By Margaret Sessa-Hawkins
After being censured by the General Assembly for an ethics violation, Sen. Ulysses Currie could be particularly vulnerable to election year attacks.
But his primary challenger, Del. Melony Griffith, has decided not to dwell on this issue when she speaks about him.
“There is a recognition by myself and many of my voters that without trailblazers [like Senator Currie] the Melony Griffiths wouldn’t have had the opportunity to run for office,” Griffith said. “So I think people in my district don’t have an appetite for someone wanting to run on someone else’s negatives. They want me to convince them that I am the best candidate based on my energy and my strengths.”
Griffith, a member of the House of Delegates since 1999, speaks respectfully about Currie, who served in the House of Delegates from 1987 to 1995 and in the Senate since 1995.
Currie, 76, has not faced a challenger in the primary in 12 years, but he was brought up on charges of federal extortion and bribery during his last term in the Senate.
Currie was ultimately acquitted of the charges, which involved a failure to disclose payments of roughly a quarter of a million dollars to work with the retail chain Shoppers Food Warehouse. However, he was later censured by the Senate. He was replaced as chair of the Budget and Taxation Committee prior to the trial.
He did not respond to requests for comments for this article.
Positive campaign could be a smart tactic
Political Scientist Paul Herrnson, executive director of the Roper Center for Public Opinion Research and founder of the University of Maryland’s Center for American Politics and Citizenship, says that while Griffith’s campaign decision is commendable on a personal level, it is also smart politically.
“It would be fair game to raise this [issue] in a campaign,” Herrnson said. “But it’s best being heard from people other than the candidate and the candidate’s campaign. The more distant you can keep yourself from attacking the better off the candidate is.”
So rather than going negative, Griffith, 51, has stressed her own strengths.

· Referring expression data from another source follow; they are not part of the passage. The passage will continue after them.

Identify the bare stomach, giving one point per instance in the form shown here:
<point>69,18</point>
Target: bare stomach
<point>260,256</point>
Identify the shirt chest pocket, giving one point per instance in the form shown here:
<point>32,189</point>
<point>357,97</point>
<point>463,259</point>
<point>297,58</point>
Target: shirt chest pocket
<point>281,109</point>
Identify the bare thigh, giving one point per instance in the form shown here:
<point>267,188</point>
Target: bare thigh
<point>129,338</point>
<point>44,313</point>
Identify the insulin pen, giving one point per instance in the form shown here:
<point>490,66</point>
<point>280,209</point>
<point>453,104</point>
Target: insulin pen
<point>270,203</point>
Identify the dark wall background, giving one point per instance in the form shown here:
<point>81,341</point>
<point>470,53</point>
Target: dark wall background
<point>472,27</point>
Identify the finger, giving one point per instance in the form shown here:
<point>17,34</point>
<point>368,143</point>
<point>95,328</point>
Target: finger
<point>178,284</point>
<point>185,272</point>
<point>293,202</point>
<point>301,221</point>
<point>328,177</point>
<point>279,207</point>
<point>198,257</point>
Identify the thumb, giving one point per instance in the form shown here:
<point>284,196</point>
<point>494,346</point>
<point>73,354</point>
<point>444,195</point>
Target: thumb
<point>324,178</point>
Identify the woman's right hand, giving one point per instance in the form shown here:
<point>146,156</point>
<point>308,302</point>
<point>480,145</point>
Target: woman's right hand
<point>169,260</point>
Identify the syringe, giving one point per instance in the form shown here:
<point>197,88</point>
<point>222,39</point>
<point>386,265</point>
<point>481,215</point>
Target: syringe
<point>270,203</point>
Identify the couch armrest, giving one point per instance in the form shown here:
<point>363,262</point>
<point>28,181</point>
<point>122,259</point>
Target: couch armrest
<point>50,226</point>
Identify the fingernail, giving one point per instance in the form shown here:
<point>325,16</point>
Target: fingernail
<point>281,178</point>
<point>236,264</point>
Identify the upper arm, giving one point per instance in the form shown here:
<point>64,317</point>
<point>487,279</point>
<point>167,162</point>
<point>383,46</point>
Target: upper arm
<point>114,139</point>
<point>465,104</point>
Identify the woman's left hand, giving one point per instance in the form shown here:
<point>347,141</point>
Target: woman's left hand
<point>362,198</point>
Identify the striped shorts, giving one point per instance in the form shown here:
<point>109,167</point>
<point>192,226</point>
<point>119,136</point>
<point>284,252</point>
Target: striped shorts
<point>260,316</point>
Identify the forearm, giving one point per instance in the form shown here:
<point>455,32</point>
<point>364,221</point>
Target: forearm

“After having served almost 16 years in the House of Delegates I feel it’s time to take my skills and expertise across the hall so I am better positioned to leverage for changes on behalf of Prince George’s County,” Griffith said. “I certainly have demonstrated the ability to understand the very complex budget of the state of Maryland as well as the ability to build relationships with a diverse group of legislators across the state. And having served for as long as I have I think it’s time to start training some new leaders to lead [Prince George’s] into the next decade.”
Currie, who has $128,398 in campaign funds has been touting his experience. K. Alexander Wallace, who is running on a slate with Currie, and who has served as both a legislative and constituent aide to Currie, says that Currie’s experience and achievements speak for themselves.
“His experience is definitely his greatest strength,” Wallace said. “He’s given years of his life not only to legislating, but to being a liaison between the community in the state. He’s been in the House, been in the Senate, and worked closely with people who are running for higher office. When you have experience, you have a relationship with people in the Senate and the House, and when you are trying to get something passed, you need those relationships with people on both sides of the aisle.”
Currie enjoys the strong support of both Senate President Mike Miller and of Lt. Gov. Anthony Brown, who once represented the district and chaired Currie’s campaign committee in the mid-1990s.
“The difficulty has been getting finances actually,” Griffith said. “I’m running against a candidate who’s being supported by the president of the Senate, and people don’t want to jeopardize their relationship there.”
Currie has endorsements, Griffith fresh perspective
Currie’s record has earned him a strong support in this race, including heavy union backing. He has received endorsements from CASA, Maryland AFL-CIO, Service Employees International Union, and the Maryland State Education Association.
“Senator Currie has consistently supported public employees,” said Sue Esty, AFSCME Maryland’s legislative and political director.
Griffith, who has raised $48,387 in campaign funds, has been stressing her own legislative experience, but also her energy, enthusiasm, and the fresh perspective she can bring to the Senate. Terri Reaves, who is running for Democratic Central Committee for District 25, said it is this enthusiasm and passion that led her to support Griffith.
“I’ve interfaced with [Currie] and think he is a very nice person,” Reaves said. “But I think at this point and time Melony would be a better choice for the position. I always believe there’s time for new blood, and that’s what I see in this campaign, that Melony is the new blood coming in.”